Mine.
"Everyone's
got a hat!" the bachelor party, all innocence, chorused gleefully, as I
s-l-o-w-l-y returned to my seat.
I gazed across
the asylum. Impending doom? Where was it now in Wrigleyville, where it always
grew thicker than ivy? Gone, the fans around me kept insisting, vaporized ever
since the Cubs had swept their four-game series with the second-place Brewers
in July, the last three of those games outright thigh-slappers. "It's
strange, because we've walked into this trap before," Will Wagner, the
author of the 2005 book Wrigley Blues, had mused over pregame pizza.
"Nope, we're
not going to have a '69 again," declared Chris, referring to that most
notorious of Cubs collapses when a black cat scampered past Ron Santo in the
on-deck circle at Shea Stadium as his team was busy trashing a nine-game
mid-August lead. "This is the best Cub team since the '30s.

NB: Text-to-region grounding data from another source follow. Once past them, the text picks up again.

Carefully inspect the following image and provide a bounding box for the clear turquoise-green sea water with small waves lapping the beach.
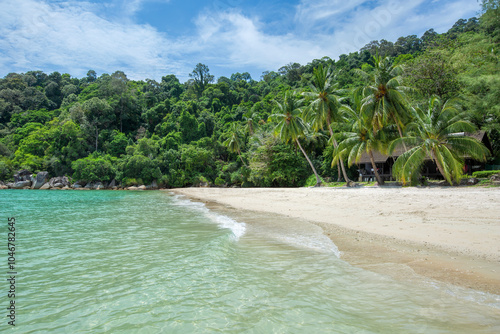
[0,190,500,333]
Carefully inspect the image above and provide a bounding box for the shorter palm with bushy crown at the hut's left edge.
[332,93,389,185]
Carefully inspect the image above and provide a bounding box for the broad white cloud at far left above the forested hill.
[0,0,183,79]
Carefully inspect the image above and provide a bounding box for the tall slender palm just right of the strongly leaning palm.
[302,65,352,186]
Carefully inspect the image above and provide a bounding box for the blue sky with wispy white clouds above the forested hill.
[0,0,480,82]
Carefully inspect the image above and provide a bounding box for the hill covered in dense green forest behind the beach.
[0,1,500,187]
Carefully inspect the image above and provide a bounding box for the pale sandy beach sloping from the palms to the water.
[174,187,500,295]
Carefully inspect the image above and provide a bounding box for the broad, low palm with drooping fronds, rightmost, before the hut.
[389,97,489,185]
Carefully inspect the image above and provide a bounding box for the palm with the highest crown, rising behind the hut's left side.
[356,55,410,151]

We've got five
pitchers who'll have double-figure wins. We win by five even when we don't play
well. We've got depth and we've got versatility—guys that play everywhere and
can hit almost anywhere in the order. We're always up 5--1 in the third or
we're coming back to win in the eighth. I've been waiting for this team all my
life."
On cue, the
eighth-inning comeback began. Pint-sized pinch hitter Mike Fontenot socked one
into the wind stream and watched it vanish. Phils 4, Cubs 2. Alfonso Soriano
short-hopped the wall in right center for a double, then Ryan Theriot lined a
single to right. Dr. Drew led the entire rightfield bleachers in Olé! Olé! Olé!
Olé! "Never saw a Cub team like this!" howled Chris. "Never out of
it!" Derrek Lee walked. Bases jammed. Entire joint on its feet. Another
Marty-missed call, number 22 from his steaming girlfriend. A 1--0 fastball to
Aramis Ramirez: Oh my God....
Ramirez sent it
deep into the night sky, the wind whipped it further yet—grand slam! Cubs 6,
Phils 4. The crowd boom was sonic, an eruption so deafening that it startled
attendants at a parking lot a mile and a half away; how loud would it have been
if so many people weren't kissing and screaming? Every plastic cowboy hat but
my missing one twirled high above a Brokebacker's head like a bronco rider's.
"Marty ain't gettin' none tonight!" shouted Chris, "but A-Ram
is!"
No one departed
after the Phillies submitted in the ninth. Everyone stayed and sang like a
college crowd chorusing its fight song—
Go, Cubs, go!
Go, Cubs, go!
Hey, Chicago, what do you say?
The Cubs are gonna win today!
They got the power, they got the speed
To be the best in the National League
Well this is the year and the Cubs are real
So come on down to Wrigley Field!
—everyone, that
is, except Marty, smiling too hard to sing, bent in half with bliss over the
rightfield wall, head dunked in his beloved basket.